A similar pattern occurred in the Catholic Church. Even those who disagree with its structure or doctrines have to concede that it’s a great force for good. It’s a paragon of selfless service that gives solace to a billion souls while providing education, health care, housing and food to some of the most destitute people around the world. And yet, it has responded to the pedophilia scandal in a shameful way.
I don’t know much about the people at Horace Mann but The Times article suggests that they, too, were known as caring individuals. And the list goes on. As I discussed this issue with colleagues and friends, almost all of them mentioned a similar incident at their school, summer camp or sports league.
It’s easy to take another view of these people. Perhaps their protection of pedophiles revealed the rotten core they skillfully hid from the rest of us. But this provides too easy an answer. It allows us to damn and dismiss them, to assure ourselves that they are not like us.
I draw a different lesson. It’s that good people are capable of terrible acts. I don’t know how I would have responded if I were confronted with a crime whose exposure would destroy the very things I’d spent a lifetime building, but the way others who have faced such circumstances have reacted offers a clue — and should give all of us pause. There are precious few, if any, people who have exposed such abuse at profound risk to themselves or their institutions.
Then what? This fact ought to inspire us to have more empathy when considering people like Paterno. Once we admit that the distance between them and us is not a chasm, we are better equipped to understand and assess their conduct.
But the truth about their actions — far from unimaginable, they are disturbingly predictable — runs counter to the needs of civil society. Evil may often be banal, but it’s still evil. As Freud observed in “Civilization and Its Discontents,” society was not invented to regulate the interactions of people as nature made us. It was created in large part to control our worst instincts, to inspire and coerce us to act in ways that protect one another.
That’s why our harsh response to Paterno was necessary. Society must send the strongest signal that such behavior is absolutely unacceptable. We play a role in this drama by speaking as one about what a citizen must do, all but ignoring what many people would actually do. Stigmatization, which can be a powerful force for good (or ill), has lost much of its power during the last half century. Its application to Paterno shows how useful it can be when applied properly.
And yet, it’s not so simple. Neither the assistant coach, Mike McQueary, nor the janitors who witnessed or knew about Sandusky’s crimes were condemned as fiercely as Paterno. Perhaps this is a tacit acknowledgement that we really don’t expect people to come forward in such cases. It may also reflect the fact that we like public scandals to have a small number of villains because it’s easier to distance ourselves from the few than the many.

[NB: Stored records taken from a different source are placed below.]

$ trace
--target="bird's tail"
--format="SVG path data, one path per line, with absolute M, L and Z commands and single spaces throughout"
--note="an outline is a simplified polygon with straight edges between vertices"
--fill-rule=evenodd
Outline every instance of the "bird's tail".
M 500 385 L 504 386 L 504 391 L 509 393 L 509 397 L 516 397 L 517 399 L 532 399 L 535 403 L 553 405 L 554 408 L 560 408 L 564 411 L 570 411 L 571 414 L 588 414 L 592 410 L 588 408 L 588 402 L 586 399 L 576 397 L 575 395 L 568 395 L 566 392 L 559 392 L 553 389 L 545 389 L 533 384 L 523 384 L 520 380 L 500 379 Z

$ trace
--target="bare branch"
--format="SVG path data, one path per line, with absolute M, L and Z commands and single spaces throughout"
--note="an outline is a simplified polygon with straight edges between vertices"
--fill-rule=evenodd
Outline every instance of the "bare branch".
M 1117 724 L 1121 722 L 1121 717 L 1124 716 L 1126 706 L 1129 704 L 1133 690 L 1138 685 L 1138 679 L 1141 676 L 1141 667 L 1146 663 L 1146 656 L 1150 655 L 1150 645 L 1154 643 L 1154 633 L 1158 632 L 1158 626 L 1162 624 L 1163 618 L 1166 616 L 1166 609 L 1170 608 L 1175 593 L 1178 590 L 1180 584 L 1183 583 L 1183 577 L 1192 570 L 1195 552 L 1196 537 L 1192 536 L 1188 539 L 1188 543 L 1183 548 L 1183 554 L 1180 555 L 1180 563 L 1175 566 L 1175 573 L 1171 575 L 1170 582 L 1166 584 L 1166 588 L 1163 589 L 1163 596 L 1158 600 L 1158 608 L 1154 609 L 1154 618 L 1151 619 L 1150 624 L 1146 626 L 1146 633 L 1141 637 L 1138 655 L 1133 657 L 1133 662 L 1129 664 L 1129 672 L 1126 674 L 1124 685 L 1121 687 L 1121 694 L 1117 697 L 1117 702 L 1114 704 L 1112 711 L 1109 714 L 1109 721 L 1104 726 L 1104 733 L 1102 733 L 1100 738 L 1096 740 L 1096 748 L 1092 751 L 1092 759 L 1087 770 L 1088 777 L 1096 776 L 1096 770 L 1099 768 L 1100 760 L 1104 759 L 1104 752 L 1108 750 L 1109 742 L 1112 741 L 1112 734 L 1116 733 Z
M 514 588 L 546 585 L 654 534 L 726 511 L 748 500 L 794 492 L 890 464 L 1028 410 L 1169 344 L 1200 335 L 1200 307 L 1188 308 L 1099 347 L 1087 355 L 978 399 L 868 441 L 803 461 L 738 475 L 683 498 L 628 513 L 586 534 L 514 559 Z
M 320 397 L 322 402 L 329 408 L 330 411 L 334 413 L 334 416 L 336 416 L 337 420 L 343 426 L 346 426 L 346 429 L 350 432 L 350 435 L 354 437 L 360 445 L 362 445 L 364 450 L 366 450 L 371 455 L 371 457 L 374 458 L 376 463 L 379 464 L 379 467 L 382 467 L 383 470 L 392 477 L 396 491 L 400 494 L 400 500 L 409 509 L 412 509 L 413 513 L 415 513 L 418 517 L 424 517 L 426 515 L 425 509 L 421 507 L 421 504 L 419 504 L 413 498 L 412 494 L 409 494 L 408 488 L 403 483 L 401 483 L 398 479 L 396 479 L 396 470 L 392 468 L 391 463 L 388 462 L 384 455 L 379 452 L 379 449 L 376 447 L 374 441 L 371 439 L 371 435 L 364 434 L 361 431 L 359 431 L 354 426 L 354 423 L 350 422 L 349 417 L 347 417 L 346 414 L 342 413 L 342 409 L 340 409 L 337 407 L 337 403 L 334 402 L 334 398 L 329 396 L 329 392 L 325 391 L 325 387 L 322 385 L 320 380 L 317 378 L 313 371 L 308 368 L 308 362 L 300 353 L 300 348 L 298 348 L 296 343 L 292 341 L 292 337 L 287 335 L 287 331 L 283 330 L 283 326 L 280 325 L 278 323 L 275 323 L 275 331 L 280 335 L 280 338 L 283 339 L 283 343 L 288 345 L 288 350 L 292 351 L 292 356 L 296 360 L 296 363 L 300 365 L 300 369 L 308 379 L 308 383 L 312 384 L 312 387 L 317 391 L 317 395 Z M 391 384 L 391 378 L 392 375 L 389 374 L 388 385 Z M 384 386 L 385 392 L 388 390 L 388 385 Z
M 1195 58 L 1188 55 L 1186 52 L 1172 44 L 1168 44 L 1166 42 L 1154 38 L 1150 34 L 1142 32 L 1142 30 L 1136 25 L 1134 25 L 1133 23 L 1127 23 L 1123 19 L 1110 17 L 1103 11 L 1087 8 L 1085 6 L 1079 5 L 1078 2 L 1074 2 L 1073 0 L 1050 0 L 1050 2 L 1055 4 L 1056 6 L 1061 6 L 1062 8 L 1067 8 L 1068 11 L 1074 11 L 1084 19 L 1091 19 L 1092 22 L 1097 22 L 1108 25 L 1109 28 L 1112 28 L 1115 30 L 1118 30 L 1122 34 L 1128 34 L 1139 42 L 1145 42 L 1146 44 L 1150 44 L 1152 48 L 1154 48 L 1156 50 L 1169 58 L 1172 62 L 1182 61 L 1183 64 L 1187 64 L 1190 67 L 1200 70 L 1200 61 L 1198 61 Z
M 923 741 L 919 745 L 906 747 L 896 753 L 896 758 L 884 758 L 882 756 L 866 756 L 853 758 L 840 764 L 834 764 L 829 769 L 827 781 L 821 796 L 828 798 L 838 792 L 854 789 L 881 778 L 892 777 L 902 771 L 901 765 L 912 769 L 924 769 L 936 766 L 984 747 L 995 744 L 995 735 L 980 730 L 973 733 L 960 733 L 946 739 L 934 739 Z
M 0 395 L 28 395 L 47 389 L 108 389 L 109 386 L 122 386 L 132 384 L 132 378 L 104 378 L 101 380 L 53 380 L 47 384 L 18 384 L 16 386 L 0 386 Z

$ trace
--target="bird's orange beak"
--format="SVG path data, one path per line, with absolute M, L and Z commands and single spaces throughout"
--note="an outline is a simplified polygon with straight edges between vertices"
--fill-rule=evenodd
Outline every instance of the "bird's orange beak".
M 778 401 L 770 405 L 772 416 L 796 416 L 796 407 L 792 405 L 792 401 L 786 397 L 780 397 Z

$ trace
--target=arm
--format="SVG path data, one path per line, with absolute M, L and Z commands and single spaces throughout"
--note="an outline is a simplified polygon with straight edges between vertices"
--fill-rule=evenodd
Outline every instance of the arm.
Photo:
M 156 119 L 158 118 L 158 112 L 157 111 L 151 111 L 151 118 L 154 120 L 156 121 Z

What these cases reveal is the wide gulf between our pronounced horror at molestation and our much more complicated response to it. We must denounce people like Paterno, but not take too much comfort in our righteousness. For it can prevent us from searching our souls and finding the potential darkness within us all.
J. Peder Zane is Chairman of the Department of Journalism and Mass Communication at St. Augustine’s University. He operates the website www.TopTenBooks.net.
Correction: The incident where a coach witnessed Sandusky allegedly raping a boy occurred in 2001. An earlier version of this article stated that it occurred in 1998.